Rapid intraoperative diagnosis of brain tumors is of great importance for planning treatment and guiding the surgeon about the extent of resection. Currently, the standard for the preliminary intraoperative tissue analysis is frozen section biopsy that has major limitations such as tissue freezing and cutting artifacts, sampling errors, lack of immediate interaction between the pathologist and the surgeon, and time consuming.

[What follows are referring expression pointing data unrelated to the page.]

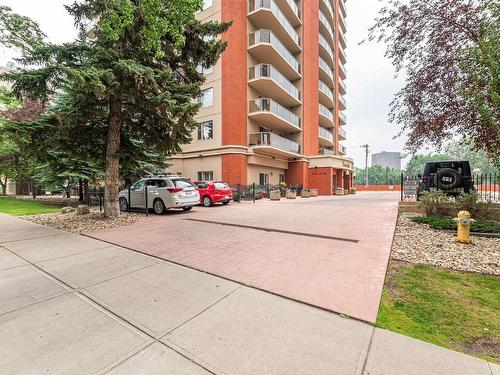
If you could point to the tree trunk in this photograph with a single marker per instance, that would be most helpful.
(4, 186)
(86, 192)
(112, 178)
(80, 191)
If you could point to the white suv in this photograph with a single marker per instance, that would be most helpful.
(164, 192)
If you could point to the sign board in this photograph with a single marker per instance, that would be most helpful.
(410, 187)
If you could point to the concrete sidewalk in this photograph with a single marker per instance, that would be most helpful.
(75, 305)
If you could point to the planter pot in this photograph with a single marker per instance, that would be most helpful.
(275, 195)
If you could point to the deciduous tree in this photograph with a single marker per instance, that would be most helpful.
(447, 94)
(133, 82)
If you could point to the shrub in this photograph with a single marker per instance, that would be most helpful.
(434, 203)
(471, 202)
(447, 223)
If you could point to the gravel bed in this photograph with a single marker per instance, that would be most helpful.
(417, 243)
(83, 223)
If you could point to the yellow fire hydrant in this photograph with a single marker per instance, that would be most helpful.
(464, 221)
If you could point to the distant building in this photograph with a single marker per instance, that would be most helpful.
(387, 159)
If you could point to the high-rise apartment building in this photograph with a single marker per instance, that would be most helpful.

Handheld, portable confocal laser endomicroscopy (CLE) is being explored in neurosurgery for its ability to image histopathological features of tissue at cellular resolution in real time during brain tumor surgery. Over the course of examination of the surgical tumor resection, hundreds to thousands of images may be collected. The high number of images requires significant time and storage load for subsequent reviewing, which motivated several research groups to employ deep convolutional neural networks (DCNNs) to improve its utility during surgery. DCNNs have proven to be useful in natural and medical image analysis tasks such as classification, object detection, and image segmentation.

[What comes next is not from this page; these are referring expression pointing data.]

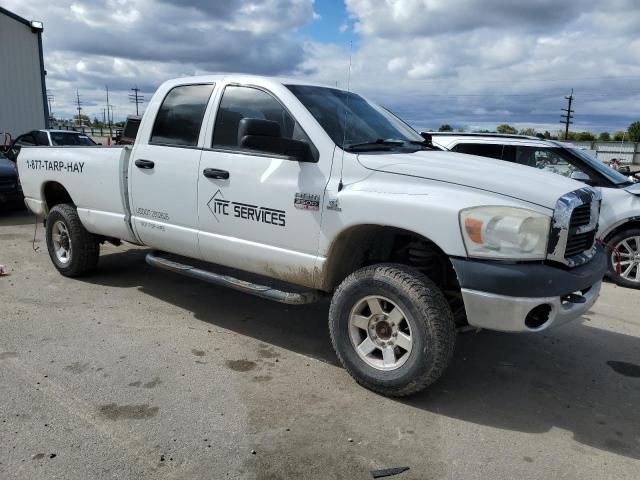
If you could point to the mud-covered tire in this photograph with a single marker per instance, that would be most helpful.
(631, 235)
(427, 313)
(83, 248)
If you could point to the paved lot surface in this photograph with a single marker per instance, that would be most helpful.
(138, 373)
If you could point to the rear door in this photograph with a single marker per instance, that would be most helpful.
(263, 213)
(164, 172)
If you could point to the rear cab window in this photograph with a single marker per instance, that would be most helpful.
(240, 102)
(179, 119)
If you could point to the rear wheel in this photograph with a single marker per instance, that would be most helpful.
(73, 250)
(627, 244)
(392, 329)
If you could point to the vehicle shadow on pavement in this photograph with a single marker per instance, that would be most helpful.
(527, 383)
(535, 383)
(299, 328)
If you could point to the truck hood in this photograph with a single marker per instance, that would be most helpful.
(496, 176)
(7, 168)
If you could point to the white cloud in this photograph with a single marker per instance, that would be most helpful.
(463, 62)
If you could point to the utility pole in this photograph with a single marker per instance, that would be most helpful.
(136, 98)
(50, 99)
(567, 118)
(79, 107)
(109, 118)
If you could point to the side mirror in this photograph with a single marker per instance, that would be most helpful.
(12, 153)
(581, 177)
(265, 136)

This thesis proposes using DCNNs for analyzing CLE images of brain tumors. Particularly, it explores the practicality of DCNNs in three main tasks. First, off-the shelf DCNNs were used to classify images into diagnostic and non-diagnostic. Further experiments showed that both ensemble modeling and transfer learning improved the classifier’s accuracy in evaluating the diagnostic quality of new images at test stage. Second, a weakly-supervised learning pipeline was developed for localizing key features of diagnostic CLE images from gliomas. Third, image style transfer was used to improve the diagnostic quality of CLE images from glioma tumors by transforming the histology patterns in CLE images of fluorescein sodium-stained tissue into the ones in conventional hematoxylin and eosin-stained tissue slides.

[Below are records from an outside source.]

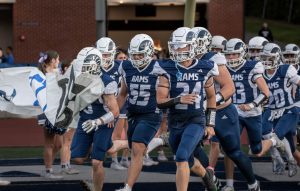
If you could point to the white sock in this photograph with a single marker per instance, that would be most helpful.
(251, 186)
(273, 141)
(154, 143)
(287, 149)
(128, 187)
(115, 159)
(274, 152)
(229, 182)
(49, 170)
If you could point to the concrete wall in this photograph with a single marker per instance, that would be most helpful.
(6, 32)
(66, 26)
(226, 18)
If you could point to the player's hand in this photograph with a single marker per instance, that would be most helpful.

These studies suggest that DCNNs are opted for analysis of CLE images. They may assist surgeons in sorting out the non-diagnostic images, highlighting the key regions and enhancing their appearance through pattern transformation in real time. With recent advances in deep learning such as generative adversarial networks and semi-supervised learning, new research directions need to be followed to discover more promises of DCNNs in CLE image analysis.